Maybe things like this are why it’s so hard for us to tell our stories. People want to support the troops until they have to help us carry the weight of our experiences. The GWOT (Global War on Terror) generation went from combat to “normal life” within a matter of days, and were somehow expected to play nice and act like nothing happened. Other generations had long transitional periods just on the basis of the time it took to get them back home. They had time to process the war and decompress to some degree. We had to flip a switch from one day to the next. Whatever you do, don’t talk about the bad stuff. That dissonance you carry is hard to tune out. A pride in one’s country, coupled with a confusion about mission and purpose definitely stirs up static in your brain. You can disagree with the war and be proud of your service in it, I give you permission. I have to constantly give myself that same authorization. I love this country, but I often disagree with our zeal for bloodshed. Maybe one day we will take the higher road.
God bless America. Cue the Toby Keith or Lee Greenwood or whichever war profiteer stokes the embers of conflict from the safety of never serving. You did it soldier, thank you for your service. Please don’t make us sad. Please don’t make us confront the cost of war. We are American patriots. We sent you to get the bad guys. Light some fireworks, salute the flag, and shut up. You are home. The war is over. Now forget all about it, we don’t want to hear about it anymore.
In an effort not to end on a complete sour note let me illustrate a few positives from that experience to round this out. Although war is hell, at times it’s a hell of a good time as I’ve said many times. I made lifelong friends who became brothers, not by blood but by the trials forged in the fire of war. I learned that at some level, when tested, I could rise to the occasion. I learned I wasn’t a quitter and could do things even when I was scared spitless. Most of all I learned that it’s ok to struggle, what’s not ok is giving up. So many veterans from my generation are taking their lives and likely it stems from constantly carrying the load alone. This article may make you uncomfortable but which would you prefer, a sad story from a living veteran, or a sad story from those left behind? Thank you for giving me voice and letting me share my burden with you. I pray other veterans can do the same so we can heal collectively, and perhaps we can become the next greatest generation. This is how we can start to close the gap between those who served and those who have not, and begin to speak a common language of healing.
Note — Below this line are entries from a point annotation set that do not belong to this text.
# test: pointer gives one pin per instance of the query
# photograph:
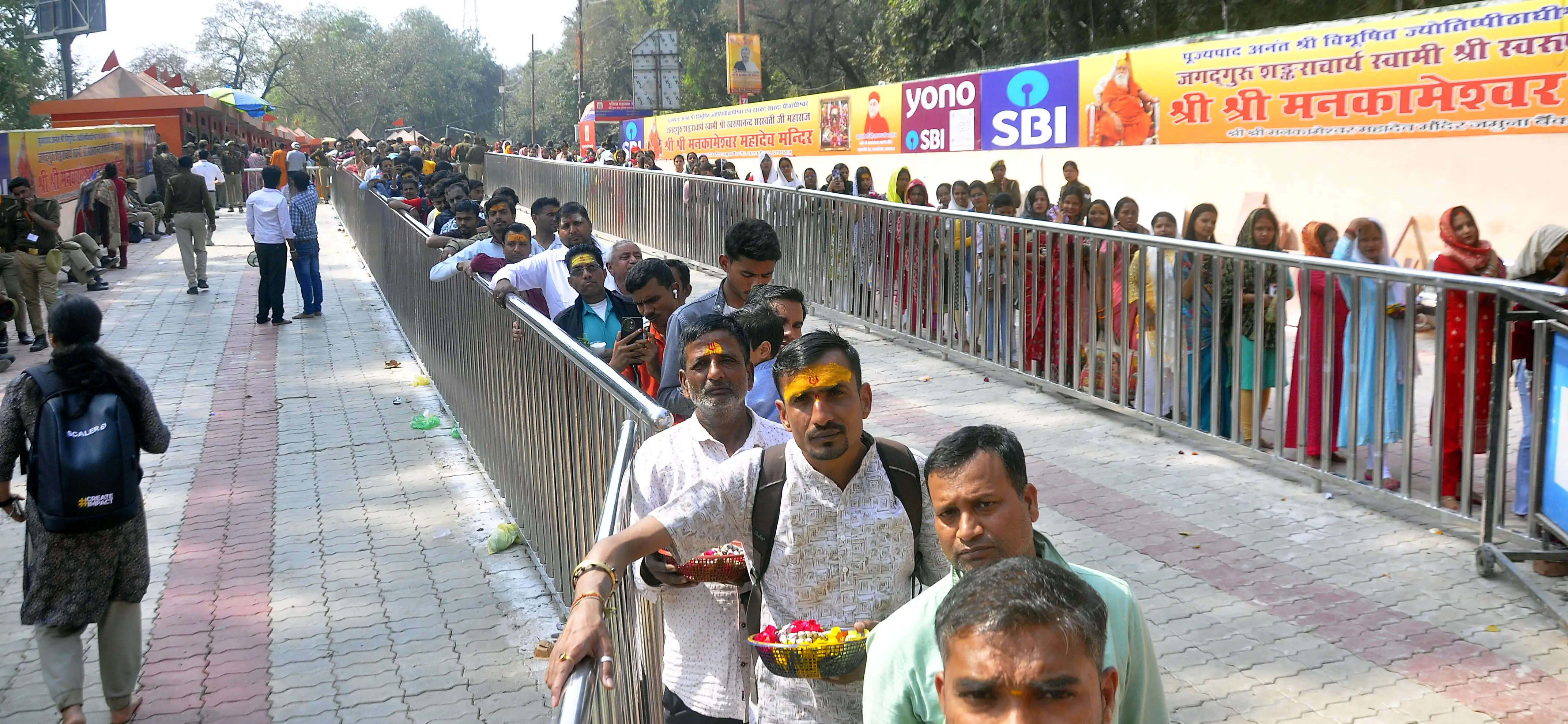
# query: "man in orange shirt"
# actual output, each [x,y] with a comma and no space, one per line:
[651,284]
[280,159]
[1123,118]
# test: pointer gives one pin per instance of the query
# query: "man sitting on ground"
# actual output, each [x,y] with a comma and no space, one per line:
[1025,642]
[985,508]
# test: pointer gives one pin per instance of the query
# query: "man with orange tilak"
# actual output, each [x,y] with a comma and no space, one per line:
[843,525]
[1123,118]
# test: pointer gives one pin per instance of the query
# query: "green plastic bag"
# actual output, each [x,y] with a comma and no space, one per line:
[504,538]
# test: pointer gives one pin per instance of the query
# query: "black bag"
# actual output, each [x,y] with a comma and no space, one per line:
[904,474]
[84,471]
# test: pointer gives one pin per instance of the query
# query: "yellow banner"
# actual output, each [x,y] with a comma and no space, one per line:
[744,59]
[60,161]
[855,121]
[1489,69]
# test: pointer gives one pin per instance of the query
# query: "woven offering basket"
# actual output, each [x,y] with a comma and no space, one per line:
[811,662]
[716,569]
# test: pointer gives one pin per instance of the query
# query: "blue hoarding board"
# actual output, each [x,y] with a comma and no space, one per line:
[1029,107]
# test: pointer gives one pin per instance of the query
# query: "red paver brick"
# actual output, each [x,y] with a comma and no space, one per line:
[209,643]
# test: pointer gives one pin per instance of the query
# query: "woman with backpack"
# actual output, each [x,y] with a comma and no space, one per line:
[82,566]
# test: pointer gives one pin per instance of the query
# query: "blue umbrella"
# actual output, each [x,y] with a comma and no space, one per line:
[253,106]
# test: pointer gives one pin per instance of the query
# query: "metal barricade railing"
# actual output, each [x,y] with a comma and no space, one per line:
[1145,327]
[551,424]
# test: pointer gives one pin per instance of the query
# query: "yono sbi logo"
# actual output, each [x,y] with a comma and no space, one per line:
[1028,88]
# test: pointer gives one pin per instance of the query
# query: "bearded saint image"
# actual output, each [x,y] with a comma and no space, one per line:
[1123,120]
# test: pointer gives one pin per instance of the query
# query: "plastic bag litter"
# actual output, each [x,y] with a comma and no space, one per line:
[502,538]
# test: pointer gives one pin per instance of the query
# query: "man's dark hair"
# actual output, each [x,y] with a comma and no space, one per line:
[645,272]
[963,444]
[763,325]
[1023,593]
[755,240]
[504,200]
[574,209]
[769,294]
[543,203]
[683,272]
[590,248]
[714,324]
[808,350]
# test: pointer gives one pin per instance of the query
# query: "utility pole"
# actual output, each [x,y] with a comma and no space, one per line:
[534,63]
[579,104]
[67,71]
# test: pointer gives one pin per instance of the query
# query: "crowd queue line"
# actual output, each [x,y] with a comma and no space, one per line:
[758,399]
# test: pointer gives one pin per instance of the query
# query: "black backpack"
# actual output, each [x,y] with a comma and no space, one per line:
[904,474]
[84,472]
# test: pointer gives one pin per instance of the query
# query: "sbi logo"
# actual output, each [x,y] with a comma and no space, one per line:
[1029,126]
[1028,88]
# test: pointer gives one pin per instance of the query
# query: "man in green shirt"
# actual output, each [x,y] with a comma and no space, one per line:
[984,510]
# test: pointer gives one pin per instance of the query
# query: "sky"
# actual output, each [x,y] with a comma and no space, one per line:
[178,23]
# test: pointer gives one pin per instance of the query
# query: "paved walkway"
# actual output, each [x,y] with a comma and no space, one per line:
[314,558]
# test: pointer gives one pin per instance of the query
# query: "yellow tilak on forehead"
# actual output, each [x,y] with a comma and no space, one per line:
[818,378]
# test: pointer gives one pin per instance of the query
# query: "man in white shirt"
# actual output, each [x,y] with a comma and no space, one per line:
[548,272]
[853,527]
[211,171]
[546,214]
[267,220]
[706,656]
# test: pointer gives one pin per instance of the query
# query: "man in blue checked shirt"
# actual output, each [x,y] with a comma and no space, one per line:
[305,250]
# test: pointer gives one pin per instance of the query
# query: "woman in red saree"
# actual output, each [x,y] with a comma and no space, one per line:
[1465,253]
[1313,336]
[1059,300]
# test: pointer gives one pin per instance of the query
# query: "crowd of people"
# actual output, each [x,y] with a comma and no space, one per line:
[770,450]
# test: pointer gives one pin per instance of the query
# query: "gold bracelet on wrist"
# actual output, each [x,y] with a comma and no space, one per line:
[585,566]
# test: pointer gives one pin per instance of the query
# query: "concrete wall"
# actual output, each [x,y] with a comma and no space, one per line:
[1507,181]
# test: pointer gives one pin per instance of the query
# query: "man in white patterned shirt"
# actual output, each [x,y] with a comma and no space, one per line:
[706,654]
[846,546]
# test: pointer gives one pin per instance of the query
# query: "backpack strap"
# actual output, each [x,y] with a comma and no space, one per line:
[904,472]
[764,529]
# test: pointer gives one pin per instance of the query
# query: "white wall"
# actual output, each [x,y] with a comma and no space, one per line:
[1511,182]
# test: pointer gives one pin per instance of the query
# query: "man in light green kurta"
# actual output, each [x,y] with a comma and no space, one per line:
[984,510]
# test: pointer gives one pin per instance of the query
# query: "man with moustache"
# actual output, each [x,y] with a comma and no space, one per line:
[706,656]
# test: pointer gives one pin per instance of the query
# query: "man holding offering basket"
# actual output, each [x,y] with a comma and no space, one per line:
[851,535]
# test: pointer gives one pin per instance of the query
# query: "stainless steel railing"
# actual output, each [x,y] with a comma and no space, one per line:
[1111,319]
[553,425]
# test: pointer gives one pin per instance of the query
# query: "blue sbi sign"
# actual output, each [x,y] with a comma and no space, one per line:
[1029,107]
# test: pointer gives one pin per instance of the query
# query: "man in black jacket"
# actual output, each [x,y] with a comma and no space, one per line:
[600,316]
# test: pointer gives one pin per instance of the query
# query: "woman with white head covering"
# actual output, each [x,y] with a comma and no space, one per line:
[786,174]
[1540,262]
[1373,355]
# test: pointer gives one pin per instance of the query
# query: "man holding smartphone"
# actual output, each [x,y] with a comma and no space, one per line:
[603,320]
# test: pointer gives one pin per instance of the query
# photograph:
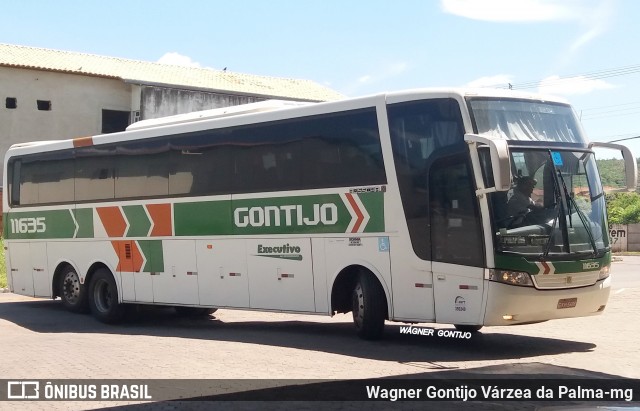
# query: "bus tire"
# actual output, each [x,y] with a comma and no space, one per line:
[72,293]
[368,307]
[468,328]
[194,311]
[103,297]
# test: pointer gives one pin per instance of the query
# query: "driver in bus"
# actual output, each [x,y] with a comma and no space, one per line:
[520,202]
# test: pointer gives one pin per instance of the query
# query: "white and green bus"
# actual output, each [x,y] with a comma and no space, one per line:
[392,207]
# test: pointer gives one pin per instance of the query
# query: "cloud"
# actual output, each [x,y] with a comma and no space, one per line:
[499,80]
[572,85]
[509,10]
[177,59]
[592,16]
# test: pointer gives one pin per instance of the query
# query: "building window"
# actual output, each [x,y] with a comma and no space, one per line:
[44,105]
[114,121]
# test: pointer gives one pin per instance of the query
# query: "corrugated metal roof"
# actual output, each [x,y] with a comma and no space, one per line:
[145,72]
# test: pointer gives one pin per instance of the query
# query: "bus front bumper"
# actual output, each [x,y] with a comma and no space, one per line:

If you’re interested in a documentary about my time in Iraq, check out “Hammer Down.” This documentary was shot in 2015 and released in 2016 on the 10 year anniversary of our homecoming. We were given a small grant from the NC Humanities Council to tell our stories and it later became part of the NC high school curriculum for that school year for history teachers, at least in Wilkes County, North Carolina. It’s a mix of footage we shot in 2005/6 while deployed with interviews ten years later. The documentary is a roller coaster of highs and lows but focuses mainly on the things we did to stay sane while deployed, like shenanigans between missions.